Fourth National Bank
The Gilded Age in US history spans from roughly the end of the Civil War through the very early 1900s. Mark Twain and Charles Dudley Warner popularized the term, using it as the title of their novel The Gilded Age: A Tale of Today, which satirized an era when economic progress masked social problems and when the siren of financial speculation lured sensible people into financial foolishness. In financial history, the term refers to the era between the passage of the National Banking Acts in 1863-64 and the formation of the Federal Reserve in 1913. In this period, the US monetary and banking system expanded swiftly and seemed set on solid foundations but was repeatedly beset by banking crises.
The Civil War also brought vast changes to the nation's financial system. Before the Civil War, the federal government did not issue paper money. Instead, paper notes were issued by more than 1,500 state banks in 1860, which issued more than 10,000 different kinds of currency.
To end this chaotic system and to impose federal regulation on the financial system, Congress enacted two important pieces of legislation. The Legal Tender Act of 1862 authorized the federal government to issue paper money. Because these notes were printed on green paper, they became known as greenbacks. A pure fiat paper currency, unbacked by silver or gold, the greenbacks were widely reviled.
Greenbacks began to depreciate in terms of specie almost as soon as they were issued. In an attempt to drive up the price of government bonds, Secretary Chase eliminated the convertibility of greenbacks in July 1863, an act which simply drove down their value further. Chase and the Treasury officials, instead of acknowledging their own premier responsibility for the continued depreciation of the greenbacks, conveniently placed the blame on anonymous "gold speculators." In March 1863, Chase began a determined campaign, which would last until he was driven from office, to stop the depreciation by controlling, assaulting, and eventually eliminating the gold market.
The National Bank Act of 1863 created the nation's first truly national banking system.
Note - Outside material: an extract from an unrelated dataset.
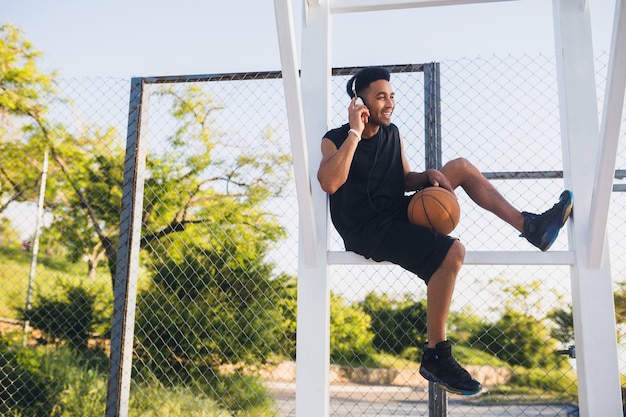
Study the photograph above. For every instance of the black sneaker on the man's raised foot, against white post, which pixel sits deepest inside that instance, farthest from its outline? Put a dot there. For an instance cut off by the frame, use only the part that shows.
(542, 229)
As finally adopted by Congress, the National Banking Act of 1863 chartered national banks which met certain requirements, made the notes of national banks legal tender for all public and private debts, and levied a tax of 2 percent on state bank notes, which gradually increased over time. By imposing a tax on state bank notes, the federal government forced state banks to join the federal system. By 1865, national banks had 83 percent of all bank assets in the United States. After 1870, interestingly, state banks made a comeback; they avoided the tax on their bank notes by issuing checks.
The National Banking Acts destroyed the previously decentralized and fairly successful state banking system, and substituted a new, centralized, and far more inflationary banking system under the aegis of Washington and a handful of Wall Street banks. The National Banking System created three sets of national banks: central reserve city, which was only New York; reserve city, other cities with over 500,000 population; and country, which included all other national banks. The whole nation was able to inflate uniformly and relatively unchecked by pyramiding on top of a few New York City banks.
The National Banking System was in great need of a mighty bank in New York City to serve as the base of the inflationary pyramid for a host of country and reserve city banks. Jay Cooke was happy to oblige, and he quickly established the Fourth National Bank of New York, capitalized at a huge $5 million. The mighty House of Cooke — "stunted and dwarfed" by the market economy — soon crashed and went bankrupt, touching off the Panic of 1873.
At the time, New York City was the center of the financial system. Between 1863 and 1913, eight banking panics occurred in the money center of Manhattan. The panics in 1884, 1890, 1899, 1901, and 1908 were confined to New York and nearby cities and states. The panics in 1873, 1893, and 1907 spread throughout the nation. Regional panics also struck the midwestern states of Illinois, Minnesota, and Wisconsin in 1896; the mid-Atlantic states of Pennsylvania and Maryland in 1903; and Chicago in 1905. By the beginning of the 20th century, the debate about monetary policy and the nation's financial system had been going on for over a century. Increasingly, the shortcomings of the existing system were causing too much harm to ignore. Like a drumbeat, the country experienced one serious financial crisis after another, with major crises in 1839, 1857, 1873, 1893, and finally in 1907. These panics paralyzed the financial system and led to deep and extended contractions in the economy.
These episodes exposed the weakness of the 19th century financial system, which repeatedly failed to supply the money and credit needed to meet the economy's demands. The financial system came under severe stress when the demand for liquidity surged.
A financial system strained in such a manner is like dry kindling in danger of being exposed to a spark. That spark could come from losses at a well-known bank, from a disappointing harvest, or from mere rumors. In response, depositors or other investors would seek the return of their funds, which would force financial institutions to sell assets quickly to generate the necessary cash. That liquidation could lead banks to cut credit and force borrowers to repay debt sooner than expected.
The adjective “gilded” means covered with a thin gold veneer on the outside but not golden on the inside. In some ways, this definition fits the nineteenth century banking and monetary system. The gold standard and other institutions of that system promised efficiency and stability. The American economy grew rapidly. The United States experienced among the world’s fastest growth rates of income per capita. But, the growth of the nation’s wealth obscured to some extent social and financial problems, such as periodic panics and depressions.